The recent temperatures really thickened up the woods in NE ohio this week. The turkeys are still going nuts.
As i type visibility is less the 30 feet, heavy dense fog. Second Saturday in a row, this sucks


----------



## Kenlow1

Jay bird, congrats! That couldn't have happened any better-they read the script!


----------



## jaybird71

Kenlow1 said:


> Jay bird, congrats! That couldn't have happened any better-they read the script!


thank you sir. I hope to get 1 more during the final week.


----------



## joekacz

Nice bird Jaybird! I've said for years that if you can't hunt turkeys in March then give me the month of May. You can keep April with all of the excuses of why the bird didn't play and then there's the April weather,IMHO. Good Luck with the rest of the season.


----------



## jaybird71

joekacz said:


> Nice bird Jaybird! I've said for years that if you can't hunt turkeys in March then give me the month of May. You can keep April with all of the excuses of why the bird didn't play and then there's the April weather,IMHO. Good Luck with the rest of the season.


Thanks good luck to you as well


----------



## joekacz

Hey Jaybird,your I.D photo with the Tarpon wouldn't be from the Hungry Tarpon in Islamorada would it ?


----------



## jaybird71

joekacz said:


> Hey Jaybird,your I.D photo with the Tarpon wouldn't be from the Hungry Tarpon in Islamorada would it ?[/QU


----------



## jaybird71

Robbie's in Islamorada damn Tarpon took my whole hand he was halfway up my forearm my wife clicked the picture at just the right time.


----------



## joekacz

jaybird71 said:


> Robbie's in Islamorada damn Tarpon took my whole hand he was halfway up my forearm my wife clicked the picture at just the right time.


That's what I meant not the Hungry Tarpon. Use to stay at the Kon Tiki at the 82 mm. Loved watching the reactions on people's faces when they would feed them. There were some beauties in there and also behind the WorldWide Sportsman at the tiki bar there. Great place to be during winter.


----------



## jaybird71

joekacz said:


> That's what I meant not the Hungry Tarpon. Use to stay at the Kon Tiki at the 82 mm. Loved watching the reactions on people's faces when they would feed them. There were some beauties in there and also behind the WorldWide Sportsman at the tiki bar there. Great place to be during winter.


one of my favorite places in the world can't wait to go back


----------



## jaybird71




----------



## jaybird71

Went out this morning with one of my good hunting buddies. I called him in this Big Boy 10 1/2" beard 1 " spurs. Another great morning in the woods.
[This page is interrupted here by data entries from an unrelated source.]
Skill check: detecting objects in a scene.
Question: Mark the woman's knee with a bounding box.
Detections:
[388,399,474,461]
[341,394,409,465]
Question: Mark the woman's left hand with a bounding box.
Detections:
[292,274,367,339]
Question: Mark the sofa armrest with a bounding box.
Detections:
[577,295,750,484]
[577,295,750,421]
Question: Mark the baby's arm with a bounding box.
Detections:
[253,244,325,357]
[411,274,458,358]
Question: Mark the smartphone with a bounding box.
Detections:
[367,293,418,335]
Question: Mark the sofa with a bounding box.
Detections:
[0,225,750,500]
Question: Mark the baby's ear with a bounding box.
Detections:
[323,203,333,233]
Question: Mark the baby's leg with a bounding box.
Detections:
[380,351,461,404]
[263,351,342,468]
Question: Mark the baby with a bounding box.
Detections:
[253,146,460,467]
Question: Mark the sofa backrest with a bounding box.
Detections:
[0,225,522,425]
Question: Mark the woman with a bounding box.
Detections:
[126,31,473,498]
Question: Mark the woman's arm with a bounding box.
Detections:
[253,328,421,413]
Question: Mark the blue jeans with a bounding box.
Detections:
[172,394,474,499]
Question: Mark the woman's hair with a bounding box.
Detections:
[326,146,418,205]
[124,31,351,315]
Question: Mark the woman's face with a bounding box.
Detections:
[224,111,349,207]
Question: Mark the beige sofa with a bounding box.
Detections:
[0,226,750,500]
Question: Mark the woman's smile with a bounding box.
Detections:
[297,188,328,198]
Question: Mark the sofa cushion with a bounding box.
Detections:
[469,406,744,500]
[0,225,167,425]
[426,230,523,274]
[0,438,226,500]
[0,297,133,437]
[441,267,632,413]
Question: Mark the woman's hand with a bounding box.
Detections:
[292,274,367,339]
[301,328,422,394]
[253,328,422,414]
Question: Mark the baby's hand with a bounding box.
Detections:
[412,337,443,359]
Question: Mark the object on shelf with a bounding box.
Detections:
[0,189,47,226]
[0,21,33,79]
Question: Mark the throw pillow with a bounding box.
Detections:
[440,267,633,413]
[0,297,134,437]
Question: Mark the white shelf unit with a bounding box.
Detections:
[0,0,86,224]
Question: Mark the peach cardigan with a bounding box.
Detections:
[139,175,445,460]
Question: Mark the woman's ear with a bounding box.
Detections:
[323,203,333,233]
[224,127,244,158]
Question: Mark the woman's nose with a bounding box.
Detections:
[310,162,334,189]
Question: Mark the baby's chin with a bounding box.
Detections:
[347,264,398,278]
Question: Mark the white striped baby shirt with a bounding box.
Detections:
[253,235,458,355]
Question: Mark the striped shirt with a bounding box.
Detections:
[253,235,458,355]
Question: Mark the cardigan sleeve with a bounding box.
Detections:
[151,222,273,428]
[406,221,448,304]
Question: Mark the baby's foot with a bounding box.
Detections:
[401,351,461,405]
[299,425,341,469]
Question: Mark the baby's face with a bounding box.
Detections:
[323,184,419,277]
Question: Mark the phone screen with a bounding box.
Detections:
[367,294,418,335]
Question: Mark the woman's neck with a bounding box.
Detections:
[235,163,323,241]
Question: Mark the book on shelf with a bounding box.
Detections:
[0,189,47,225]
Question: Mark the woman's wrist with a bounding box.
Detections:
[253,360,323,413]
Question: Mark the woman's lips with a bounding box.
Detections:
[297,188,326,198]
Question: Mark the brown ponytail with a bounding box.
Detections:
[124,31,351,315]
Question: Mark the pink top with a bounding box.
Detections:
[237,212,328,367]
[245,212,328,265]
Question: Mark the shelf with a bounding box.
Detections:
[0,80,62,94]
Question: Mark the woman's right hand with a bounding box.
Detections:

We had him gobbling right after we set up. Called to him he came out of tree but stayed about 100 yds out and refused to commit for about an hour just gobbling away. So I kept calling to him and my buddy was able to sneak up on him and get it done.


----------



## joekacz

Nice job on the tag team.Try not to let to many people know about this late May hunting,its really not that good. LOL


----------



## jaybird71

counting the days 2 more weeks for us up north.


----------